The array of live-action adaptations of movies like “Beauty and the Beast” and “Cinderella,” films that were the axis of many people’s childhoods, shows Disney’s recent efforts to expand its bounds cinematically. So, the announcement of a live-action version of “Aladdin” came as no surprise.
The December/January cover of Entertainment Weekly, with the faces of co-stars Mena Massoud, Naomi Scott and Hollywood heavyweight Will Smith as the film’s blue-skinned Genie, incited a sense of elation from fans of the classic animated film.

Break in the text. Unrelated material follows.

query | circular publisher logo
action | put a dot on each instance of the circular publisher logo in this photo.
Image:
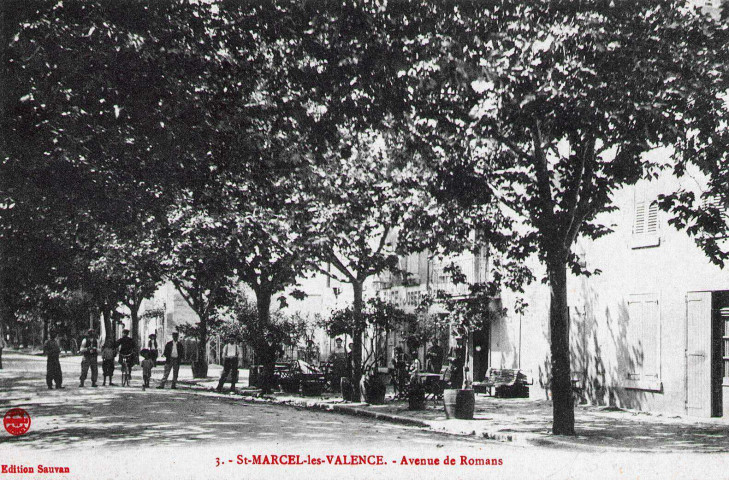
(16, 421)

The anticipation, however, was marked with borages of skepticism that outweighed fans’ excitement. With the release of the movie’s first-look trailer, fans trashed the cringy glimpse of Smith as the CGI Genie and questioned the story’s execution. And in the face of skeptics, Disney stood its ground in hopes that the film and its vision would hold on its own.

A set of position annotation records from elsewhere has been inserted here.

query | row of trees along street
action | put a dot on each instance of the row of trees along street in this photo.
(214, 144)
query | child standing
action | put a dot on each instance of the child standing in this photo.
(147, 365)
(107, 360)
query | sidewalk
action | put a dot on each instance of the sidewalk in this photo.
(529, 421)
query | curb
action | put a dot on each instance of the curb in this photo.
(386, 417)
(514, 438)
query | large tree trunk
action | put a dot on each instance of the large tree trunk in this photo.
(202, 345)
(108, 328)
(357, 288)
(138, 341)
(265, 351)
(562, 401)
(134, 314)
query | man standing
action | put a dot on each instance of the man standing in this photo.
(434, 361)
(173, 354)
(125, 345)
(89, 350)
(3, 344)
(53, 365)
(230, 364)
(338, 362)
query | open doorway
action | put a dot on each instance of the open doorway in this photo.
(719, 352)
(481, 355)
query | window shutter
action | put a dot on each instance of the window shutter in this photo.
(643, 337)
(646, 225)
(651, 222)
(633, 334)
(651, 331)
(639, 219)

Director Guy Ritchie guides the new take on the 1992 original film, which was renowned by fans and critics, earning nearly half-a-billion dollars in global revenue. Though the “Sherlock Holmes” director made use of the story’s source material, he added new elements to the film. With new songs, an updated Alan Menken score and emphasis on Princess Jasmine, played by Naomi Scott, and her pursuit of empowerment, the film evenly brushes the lines of nostalgia while offering inklings of nuance on the decades-old story of its title character.
Aladdin, played by Egyptian-born actor Mena Massoud, encapsulates everything that made the character one of the most popular in Disney’s film gallery. Between him swinging between buildings and ravaging through the beautifully stunning streets of Agrabah, Massoud seizes Aladdin’s childlike charm. In fact, all of the actors performances make up much of the movie’s success, including the unexpected insertion of Nasim Pedrad as Princess Jasmine’s handmaid, Dalia.

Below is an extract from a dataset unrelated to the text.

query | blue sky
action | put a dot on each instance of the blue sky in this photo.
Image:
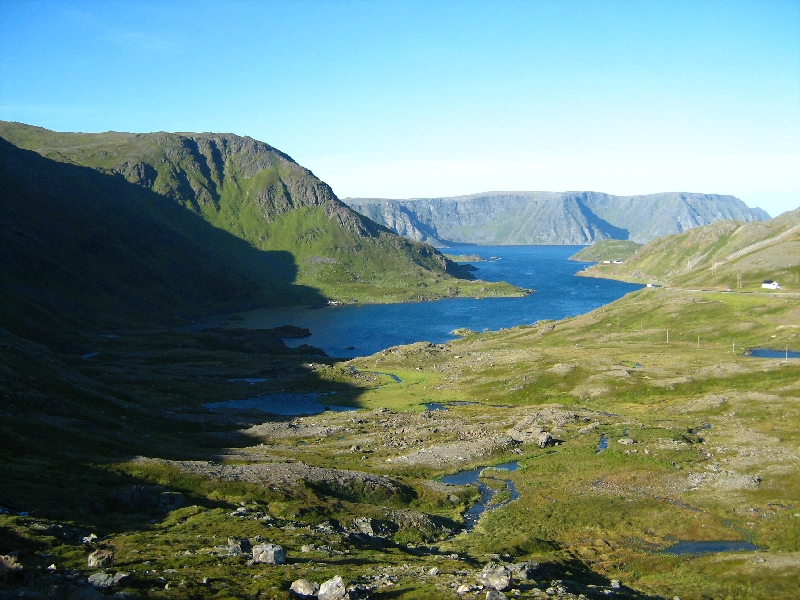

The relationship between Princess Jasmine and Aladdin and Jafar’s (Marwan Kenzari) power-induced ambitions to obtain the magic lamp are as convincing as the 27-year-old original. And when given moments of creative freedom, Will Smith displays the light-hearted charisma that mirrored the great Robin Williams’ iconic take on the captivating wish-giver.
Why? It’s simple: Will Smith is charismatic and shows he’s capable of commanding a character of the Genie’s magnitude. It’s when he’s spoon-fed lines or direction that he begins walking a tightrope only Williams was able to balance. In moments, he’s a shadowed replica of Williams and his unmatched performance. But for most of the film, Smith perfectly lands the character’s unique comedic corks and larger-than-life persona, making him the highlight of the mystical tale.
At times, some of the story’s musical elements come up short. Songs like “Arabian Nights” and “Prince Ali” are flattened from weak vocal performances or bland choreography. Sometimes coming off like half-ass Broadway versions of the story’s classic strains. Though, musical numbers like “A Whole New World” and Oscar winners Benj Pasek and Justin Paul-penned “Speechless” pull back the film’s fleeting spark.
In spite of its flaws, “Aladdin” successfully projects the emotion and feel of the original, while maintaining its own tasteful doses of originality. Did we need another live-action from Disney? Probably not. But the film captured what made the animated version so gratifying.